Hello again. Sorry for a new question on the same topic, but I just want to be 100% sure of doing the things right! Is the following code correct to train a classifier on v3-v4 paired end reads? Or do I have to use the pre-trained classifier on the full-length data?

qiime feature-classifier extract-reads \
--i-sequences 2022.10.backbone.full-length.fna.qza \
--p-f-primer CCTACGGGNBGCASCAG \
--p-r-primer GACTACNVGGGTATCTAATCC \
--p-read-orientation both \
--p-min-length 399 \
--p-max-length 430 \
--o-reads ref-seqs-classifier_GG2.qza \
--p-n-jobs 16

qiime feature-classifier fit-classifier-naive-bayes \
--i-reference-reads ref-seqs-classifier_GG2.qza \
--i-reference-taxonomy 2022.10.backbone.tax.qza \
--o-classifier V3V4_GG2.qza

And also: if using the non-v4-16s action, can i give as input to qiime greengenes2 non-v4-16s the table and sequences obtained from qiime dada2 denoise-paired? Would this method be preferable or not?

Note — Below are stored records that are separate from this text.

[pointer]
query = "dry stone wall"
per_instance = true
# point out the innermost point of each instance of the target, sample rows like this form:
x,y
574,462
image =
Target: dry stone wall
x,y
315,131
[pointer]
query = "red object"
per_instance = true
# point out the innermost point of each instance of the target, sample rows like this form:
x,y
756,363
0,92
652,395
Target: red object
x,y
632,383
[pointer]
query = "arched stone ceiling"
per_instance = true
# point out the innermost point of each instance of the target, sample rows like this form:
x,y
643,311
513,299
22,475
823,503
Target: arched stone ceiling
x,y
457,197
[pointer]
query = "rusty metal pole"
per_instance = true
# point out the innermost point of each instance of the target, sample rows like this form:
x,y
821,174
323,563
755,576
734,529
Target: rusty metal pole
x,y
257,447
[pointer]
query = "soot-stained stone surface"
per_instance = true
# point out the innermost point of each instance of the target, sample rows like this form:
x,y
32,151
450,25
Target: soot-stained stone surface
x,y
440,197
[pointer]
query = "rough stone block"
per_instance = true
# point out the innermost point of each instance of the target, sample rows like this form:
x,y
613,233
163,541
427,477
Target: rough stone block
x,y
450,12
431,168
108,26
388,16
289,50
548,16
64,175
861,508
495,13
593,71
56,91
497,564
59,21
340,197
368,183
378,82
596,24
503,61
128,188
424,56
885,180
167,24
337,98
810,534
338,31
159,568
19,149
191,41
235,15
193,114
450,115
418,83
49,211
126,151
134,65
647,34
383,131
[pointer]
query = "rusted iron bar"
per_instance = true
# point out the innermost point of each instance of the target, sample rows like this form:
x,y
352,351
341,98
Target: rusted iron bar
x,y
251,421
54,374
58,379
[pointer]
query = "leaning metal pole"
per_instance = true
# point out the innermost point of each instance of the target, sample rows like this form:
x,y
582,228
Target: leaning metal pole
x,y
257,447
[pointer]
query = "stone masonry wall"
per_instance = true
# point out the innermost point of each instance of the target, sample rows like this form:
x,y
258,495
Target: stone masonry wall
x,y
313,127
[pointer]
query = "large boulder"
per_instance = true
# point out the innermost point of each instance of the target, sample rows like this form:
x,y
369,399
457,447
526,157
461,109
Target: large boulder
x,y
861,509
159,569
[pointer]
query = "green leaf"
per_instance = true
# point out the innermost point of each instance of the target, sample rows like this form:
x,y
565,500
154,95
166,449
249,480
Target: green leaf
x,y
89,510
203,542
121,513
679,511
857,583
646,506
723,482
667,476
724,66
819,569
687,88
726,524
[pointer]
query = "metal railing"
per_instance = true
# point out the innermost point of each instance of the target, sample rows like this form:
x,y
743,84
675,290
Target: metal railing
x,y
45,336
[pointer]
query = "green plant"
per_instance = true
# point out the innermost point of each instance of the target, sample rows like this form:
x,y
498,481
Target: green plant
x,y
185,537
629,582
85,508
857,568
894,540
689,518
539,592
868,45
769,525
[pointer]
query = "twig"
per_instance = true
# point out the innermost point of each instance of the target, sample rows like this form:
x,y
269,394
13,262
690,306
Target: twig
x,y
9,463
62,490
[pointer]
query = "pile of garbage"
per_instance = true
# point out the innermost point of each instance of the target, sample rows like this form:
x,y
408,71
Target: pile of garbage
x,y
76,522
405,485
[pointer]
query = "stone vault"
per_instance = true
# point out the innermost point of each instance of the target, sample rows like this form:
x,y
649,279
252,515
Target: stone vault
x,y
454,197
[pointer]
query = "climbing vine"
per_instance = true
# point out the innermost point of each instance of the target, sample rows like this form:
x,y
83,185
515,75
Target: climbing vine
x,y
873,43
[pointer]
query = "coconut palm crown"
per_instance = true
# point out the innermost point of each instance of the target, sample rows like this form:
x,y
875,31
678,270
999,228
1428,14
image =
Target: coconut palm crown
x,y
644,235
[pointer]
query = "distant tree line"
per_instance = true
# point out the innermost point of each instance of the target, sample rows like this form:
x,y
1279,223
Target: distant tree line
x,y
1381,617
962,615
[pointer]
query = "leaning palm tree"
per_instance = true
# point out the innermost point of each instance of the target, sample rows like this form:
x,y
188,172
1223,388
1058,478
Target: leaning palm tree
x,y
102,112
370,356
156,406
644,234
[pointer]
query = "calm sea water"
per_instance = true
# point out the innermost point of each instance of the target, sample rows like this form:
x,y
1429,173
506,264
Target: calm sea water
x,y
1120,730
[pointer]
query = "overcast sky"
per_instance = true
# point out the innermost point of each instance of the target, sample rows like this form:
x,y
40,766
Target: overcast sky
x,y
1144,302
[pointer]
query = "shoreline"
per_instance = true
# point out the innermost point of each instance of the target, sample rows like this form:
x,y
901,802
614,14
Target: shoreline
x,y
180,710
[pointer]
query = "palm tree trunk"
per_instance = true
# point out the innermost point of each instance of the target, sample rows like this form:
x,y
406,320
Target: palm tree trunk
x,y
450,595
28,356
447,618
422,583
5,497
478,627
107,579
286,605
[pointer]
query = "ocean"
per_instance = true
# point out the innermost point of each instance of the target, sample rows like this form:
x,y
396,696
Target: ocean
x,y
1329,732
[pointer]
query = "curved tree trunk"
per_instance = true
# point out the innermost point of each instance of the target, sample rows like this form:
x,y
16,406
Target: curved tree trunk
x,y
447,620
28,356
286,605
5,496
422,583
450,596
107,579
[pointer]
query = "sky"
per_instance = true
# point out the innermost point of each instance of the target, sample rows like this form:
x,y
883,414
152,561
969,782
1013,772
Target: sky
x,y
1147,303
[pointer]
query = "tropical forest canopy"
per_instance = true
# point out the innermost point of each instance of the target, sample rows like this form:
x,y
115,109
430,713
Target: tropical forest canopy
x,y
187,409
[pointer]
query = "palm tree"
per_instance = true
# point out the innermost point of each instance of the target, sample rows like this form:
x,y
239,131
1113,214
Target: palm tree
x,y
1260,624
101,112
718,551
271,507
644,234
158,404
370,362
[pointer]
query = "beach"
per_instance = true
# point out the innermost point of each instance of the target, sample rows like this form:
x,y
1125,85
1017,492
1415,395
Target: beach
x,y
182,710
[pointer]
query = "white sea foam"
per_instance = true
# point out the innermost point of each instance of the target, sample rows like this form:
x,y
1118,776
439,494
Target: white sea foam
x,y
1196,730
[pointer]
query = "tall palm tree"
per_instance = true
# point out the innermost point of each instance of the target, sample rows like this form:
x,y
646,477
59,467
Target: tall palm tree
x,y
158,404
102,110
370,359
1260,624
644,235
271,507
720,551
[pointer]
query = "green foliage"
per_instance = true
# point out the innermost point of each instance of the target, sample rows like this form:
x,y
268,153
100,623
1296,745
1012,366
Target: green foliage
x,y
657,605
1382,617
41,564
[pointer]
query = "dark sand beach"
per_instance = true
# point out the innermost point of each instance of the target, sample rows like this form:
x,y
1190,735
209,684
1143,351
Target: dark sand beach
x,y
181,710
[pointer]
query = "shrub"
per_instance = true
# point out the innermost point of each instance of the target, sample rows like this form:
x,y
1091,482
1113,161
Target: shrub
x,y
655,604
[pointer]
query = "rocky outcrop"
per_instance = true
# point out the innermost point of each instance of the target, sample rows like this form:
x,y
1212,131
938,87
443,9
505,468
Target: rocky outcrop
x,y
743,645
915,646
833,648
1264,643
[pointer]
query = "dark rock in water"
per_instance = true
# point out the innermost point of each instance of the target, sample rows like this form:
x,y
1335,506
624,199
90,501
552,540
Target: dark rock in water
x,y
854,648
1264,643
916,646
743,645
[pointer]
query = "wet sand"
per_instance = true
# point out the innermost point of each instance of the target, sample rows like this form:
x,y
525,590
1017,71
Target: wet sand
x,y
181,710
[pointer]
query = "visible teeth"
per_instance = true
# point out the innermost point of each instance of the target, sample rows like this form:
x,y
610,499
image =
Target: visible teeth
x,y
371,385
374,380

Thank you again for you time and kind suggestions!

3 Likes

Hi @iptz1,

I'm not familiar with the --p-min-length and --p-max-length options, but from looking at the help text, I probably would relax them further. The coordinates for your primers are probably relative to E coli and it is plausible there may be variation in length in that region, but that is just a guess. That said, on the surface the commands seem reasonable. The commands used to construct the V4 classifier can be found here.

The non-v4-16s action is a thin wrapper around q2-vsearch's cluster closed reference action -- providing stitched reads from DADA2 would work

All the best,
Daniel

Hello @wasade
Thank you for the GG2 release last year.
I have used the pretrained 515F-806R classifier for 16S-V4 amplicons from lichen samples. The primers target prokaryotic organisms in this microhabitate, including 16S regions of the chloroplast genome.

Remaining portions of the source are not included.